I can't even tell whether it's sarcasm… All those services are closed-source, exchanging over binary protocols, of which there is no public description/documentation, and no stability guarantee.
You overdramatize, they mostly just push json around. mitmproxy is your friend. And since you only need to see for yourself once who cares about stability.
I share your attitude towards inspecting your devices’ traffic being an inaliable right, but AFAICT this hasn’t been the case for a while now.

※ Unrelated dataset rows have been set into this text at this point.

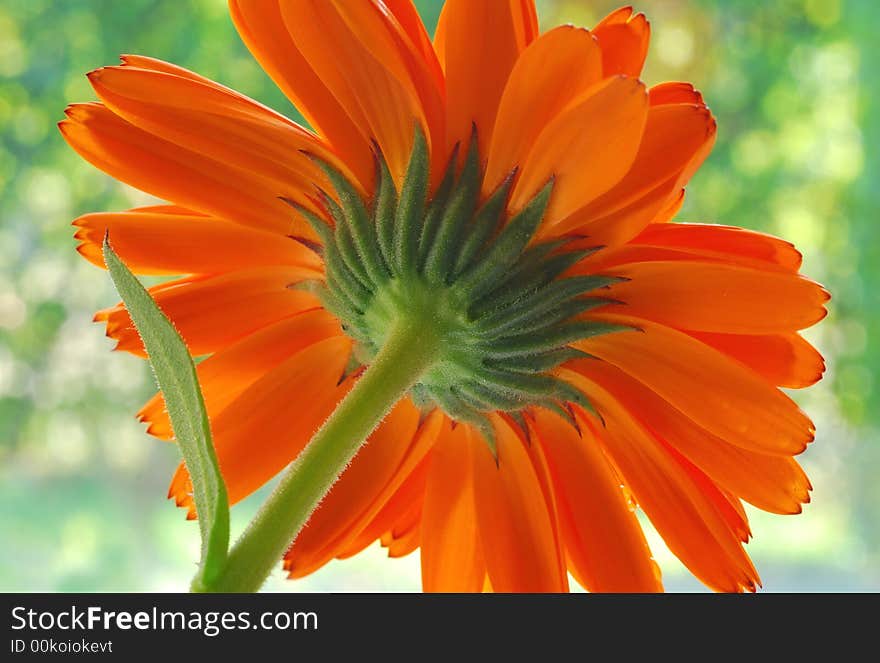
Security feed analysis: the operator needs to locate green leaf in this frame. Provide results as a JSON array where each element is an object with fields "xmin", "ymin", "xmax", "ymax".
[{"xmin": 104, "ymin": 235, "xmax": 229, "ymax": 589}]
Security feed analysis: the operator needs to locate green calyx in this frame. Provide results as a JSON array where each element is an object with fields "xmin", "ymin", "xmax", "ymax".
[{"xmin": 288, "ymin": 130, "xmax": 628, "ymax": 434}]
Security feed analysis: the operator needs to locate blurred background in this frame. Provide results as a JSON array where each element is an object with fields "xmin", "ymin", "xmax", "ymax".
[{"xmin": 0, "ymin": 0, "xmax": 880, "ymax": 591}]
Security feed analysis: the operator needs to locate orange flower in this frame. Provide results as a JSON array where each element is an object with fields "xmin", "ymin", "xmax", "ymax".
[{"xmin": 60, "ymin": 0, "xmax": 828, "ymax": 592}]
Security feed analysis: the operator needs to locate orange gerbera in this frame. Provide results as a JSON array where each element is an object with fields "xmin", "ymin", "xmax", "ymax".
[{"xmin": 60, "ymin": 0, "xmax": 828, "ymax": 592}]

I believe on Android MITMing even most third party applications (that make zero-to-no effort to prevent this) requires a rooted phone or an emulator running and older Android (8) without Google Play Services and doing a little bit of RE (for instance using some Frida user scripts to patch the apk to circumvent the certificate pinning). I reckon MITMing the actual traffic Google itself can collect would require a lot more RE and network wizardry than I’m even aware of (feel free to link some reading though). Here’s a recent walkthrough I saw in the wild: https://youtu.be/c4wS9n7yilA?si=xAfwCyWIzdrvOiHc
For Apple devices afaict since rooting was…ahem rooted out, no viable amateur-DIY methods for monitoring your devices traffic exist.
I know everything is open source if you’re good enough at assembly but at some point it’s gone from something a tinkerer can do to something you need significant talent and in-depth knowledge to do.
I’d love to read any write-ups or guides to the contrary though.